Here we will build the 10-variable model suggested by regsubsets and check the marginal extra sum of squares for each variable using the library lmSupport
lm10 <- lm(Bush_pct ~ hosp + pcthisp + pctfemhh + pctpoor + pctcoled + unemploy +
homevalu + crowded + ginirev + SmokevrF, USA)
summary(lm10)
##
## Call:
## lm(formula = Bush_pct ~ hosp + pcthisp + pctfemhh + pctpoor +
## pctcoled + unemploy + homevalu + crowded + ginirev + SmokevrF,
## data = USA)
##
## Residuals:
## Min 1Q Median 3Q Max
## -54.50 -6.44 0.66 6.84 29.97
##
## Coefficients:
## Estimate Std.
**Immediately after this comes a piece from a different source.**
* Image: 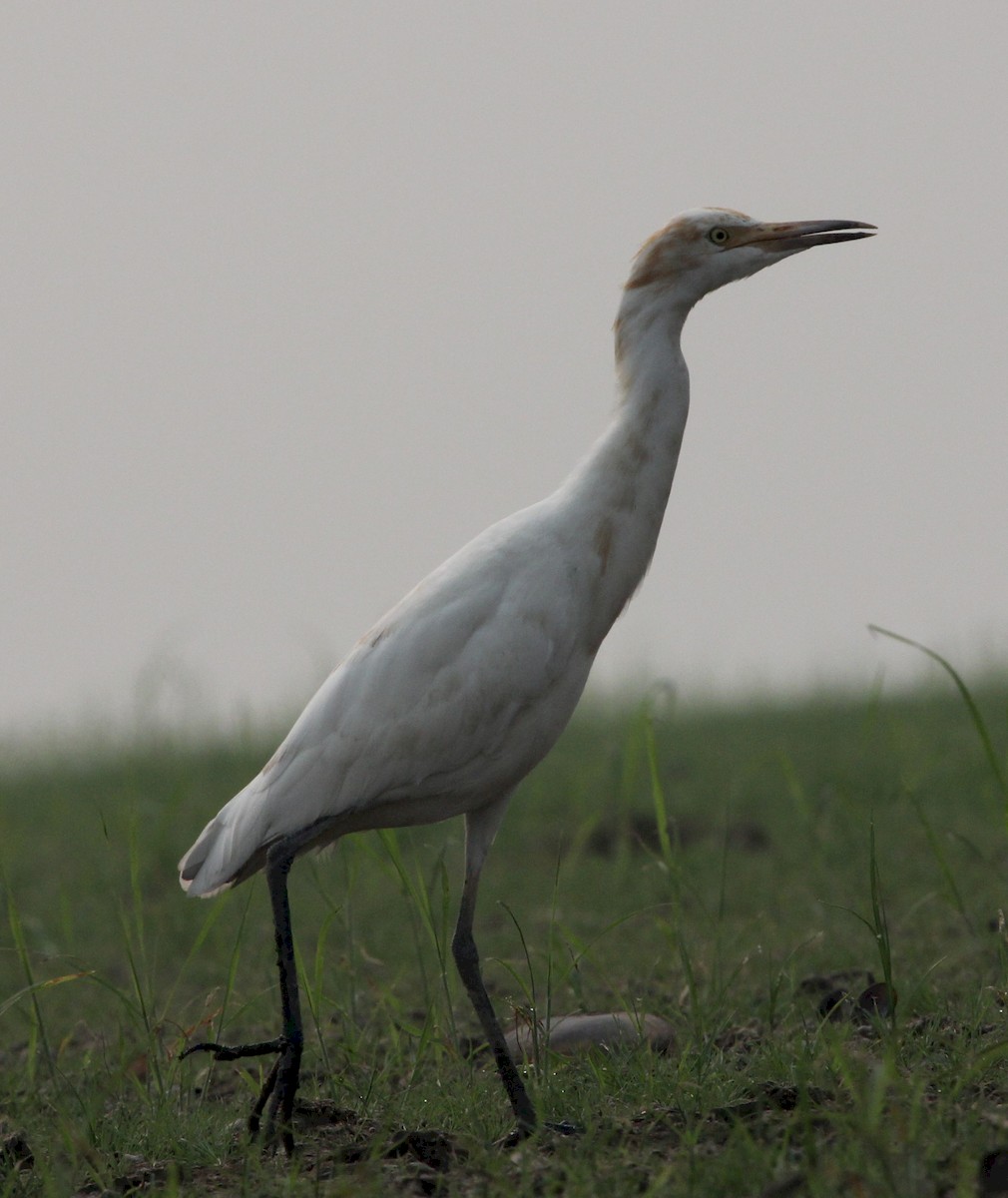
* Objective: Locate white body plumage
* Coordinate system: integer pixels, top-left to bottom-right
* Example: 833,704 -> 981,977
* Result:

Error t value Pr(>|t|)
## (Intercept) 5.45e+01 1.23e+00 44.44 < 2e-16 ***
## hosp 9.54e-02 2.39e-02 3.99 6.7e-05 ***
## pcthisp -1.03e-02 2.11e-03 -4.85 1.3e-06 ***
## pctfemhh -1.29e+00 4.72e-02 -27.41 < 2e-16 ***
## pctpoor -5.31e-01 4.48e-02 -11.84 < 2e-16 ***
## pctcoled -3.94e-01 3.97e-02 -9.94 < 2e-16 ***
## unemploy -7.26e-01 7.36e-02 -9.87 < 2e-16 ***
## homevalu -6.54e-05 8.47e-06 -7.72 1.5e-14 ***
## crowded 9.29e-01 9.54e-02 9.75 < 2e-16 ***
## ginirev 1.24e+02 4.71e+00 26.37 < 2e-16 ***
## SmokevrF -2.50e+01 3.06e+00 -8.15 5.4e-16 ***
## ---
## Signif. codes: 0 '***' 0.001 '**' 0.01 '*' 0.05 '.' 0.1 ' ' 1
##
## Residual standard error: 9.77 on 3100 degrees of freedom
## Multiple R-squared: 0.416, Adjusted R-squared: 0.414
## F-statistic: 221 on 10 and 3100 DF, p-value: <2e-16
vif(lm10)
## hosp pcthisp pctfemhh pctpoor pctcoled unemploy homevalu crowded
## 1.145 1.797 2.191 4.357 2.192 1.733 2.537 3.024
## ginirev SmokevrF
## 3.180 1.739
# plot(lm10)
By very quick and dirty diagnostics the model seems OK and explains around 40% of the variance in votes for Bush. We can test each individual predictor with a term wise deletion function drop1:
drop1(lm10, test = "F")
As expected the all terms are significant. However, it might be useful to see how much of the variance each of these variables is explaining given that others are already in the model:
library(lmSupport)
lm.sumSquares(lm10)
## SS dR-sqr pEta-sqr df F p-value
## (Intercept) 188300 0.3719 0.3891 1 1974.47 0e+00
## hosp 1519 0.0030 0.0051 1 15.93 1e-04
## pcthisp 2243 0.0044 0.0075 1 23.52 0e+00
## pctfemhh 71654 0.1415 0.1951 1 751.35 0e+00
## pctpoor 13366 0.0264 0.0433 1 140.16 0e+00
## pctcoled 9421 0.0186 0.0309 1 98.79 0e+00
## unemploy 9287 0.0183 0.0305 1 97.38 0e+00
## homevalu 5686 0.0112 0.0189 1 59.62 0e+00
## crowded 9057 0.0179 0.0297 1 94.97 0e+00
## ginirev 66296 0.1309 0.1832 1 695.17 0e+00
## SmokevrF 6330 0.0125 0.0210 1 66.37 0e+00
## Error (SSE) 295638 NA NA 3100 NA NA
## Total (SST) 506358 NA NA NA NA NA
With the exception of pctfemhh and ginirev most variables have small partial coefficients of determination - 8 of the 10 variables are significant but not very powerful predictors. In fact a model with only pctfemhh and ginirev two variables explains 30% of the variation in votes for Bush.